Can major market tops and bottoms be identified with accuracy? Yes, they can! And I will present data that will argue that identifying “major” market bottoms is easier than any other change in market direction. Market tops can also be identified but it’s a bit more difficult than bottoms.
No one can guarantee an “exact top or bottom” but this data will pinpoint an overall change in trend. There’s plenty of time to get out of the market before a devastating fall and even more time to jump on a new up-trend after a bottom.
To support my findings, I will use extensive New High and New Low (NH-NL) data extracted from the NYSE in 2008 and 2009. This data phenomenon is not exclusive to the market bottom of 2009 as studies will show the exact, yes exact, same results can be extracted from every other major market bottom stretching back as far as the NH-NL data is available.
New High – New Low data is historically the most accurate indicator for identifying a major change in trend by highlighting extreme readings and the change in underlying market breadth.
The images contained in this article will identify the following data points:
- NYSE New Highs: The number of stocks making New Highs on a specific date
- NYSE New Lows: The number of stocks making New Lows on a specific date
- New High –New Low Differential: This is simply the number of stocks making new highs minus the number of stocks making new lows.
- NH-NL 10d Diff: This is a simple 10-day moving average representing the number of stocks making new highs minus the number of stocks making new lows.
- NH-NL 30d Diff: This is a simple 30-day moving average representing the number of stocks making new highs minus the number of stocks making new lows.

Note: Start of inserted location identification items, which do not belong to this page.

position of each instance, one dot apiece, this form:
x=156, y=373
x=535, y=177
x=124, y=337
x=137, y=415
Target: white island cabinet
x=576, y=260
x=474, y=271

- NH-NL % Ratio: To calculate the percentage correctly, use this formula: (New Highs – New Lows) / (New Highs + New Lows) * 100 = X%
- NH-NL % Ratio 10d Ave: This is a simple 10-day moving average representing the percentages listed in the column terms #6 in this list
I follow the progress of stocks making new highs and new lows on the NASDAQ and NYSE and pay specific attention to turning points in the differentials and ratios. I am particularly interested in the extreme highs and lows of the readings, especially after a long trend, as they start to drop hints of an impending change of trend (positive to negative and negative to positive).
The image below shows that New Lows had dominated the market for nearly 18 months when extreme readings started to appear in October 2008. In fact, the readings in October 2008 were the most extreme that my NYSE NH-NL data contains which goes back to the early 1980’s.
As the second image shows, the daily New Low readings were well above 1,000 with a peak of 2,901 on Friday, October 10, 2008. The market was screaming exhaustion as the selling pressure of the past 18 months was hitting its max. All other readings were in extreme territory including the basic NH-NL differential, the 10d & 30d differentials and the % ratio. The extreme readings continued through the end of November 2008 when they final subsided in December but remained negative.
Heading into early 2009, “blood was running in the streets” as Baron Rothschild once declared and most investors had been knocked to their knees while two of the most prestigious investment banking firms in America disappeared. The greatest value investors of all time state that the best time to buy is when this type of extreme environment occurs. The problem with that statement is that it’s based purely on fundamentals and I just can’t blindly jump-in and grab shares without some form of technical guidance. Think about that for a second, blood had been running in the street for the duration of 2008 so I suspect that many value investors were buying and saw more pain before the market decided to turn. Buyers in early to mid 2008 had to endure quite a ride before the market turned up in the spring of 2009. I prefer to catch a trend on the up-swing, not the bottom; besides, pinpointing the exact bottom is virtually impossible.
Bernard Baruch was quoted as saying: “Don’t try to buy at the bottom and sell at the top. This can’t be done–except by liars.”
January 2009 was much like December 2008 as the market remained negative. Then in February 2009, the market dropped again as the NH-NL readings started to head back towards more extreme levels. However, they didn’t reach the levels of October 2008 so this signified a “higher low” for the readings, a second clue that the market may be looking to reverse direction.
March 2009 was the turning point. The extreme readings subsided (light red and dark red readings on my graphics) and the FIRST positive reading was registered since May 2008 (represented by “blue figures” on my graphics). On March 26, 2008, the NYSE logged a reading of 10 New Highs and 0 New lows, the first time a “0” New Low reading was logged since February 27, 2004. By contrast, the NYSE logged 11 additional days with “0” New Lows in 2009 and 20 days with “1” New Low for that same year. The year 2008 had one day with “1” New Low and the years 2005, 2006 and 2007 had zero days with “1” New Low. Amazing stats!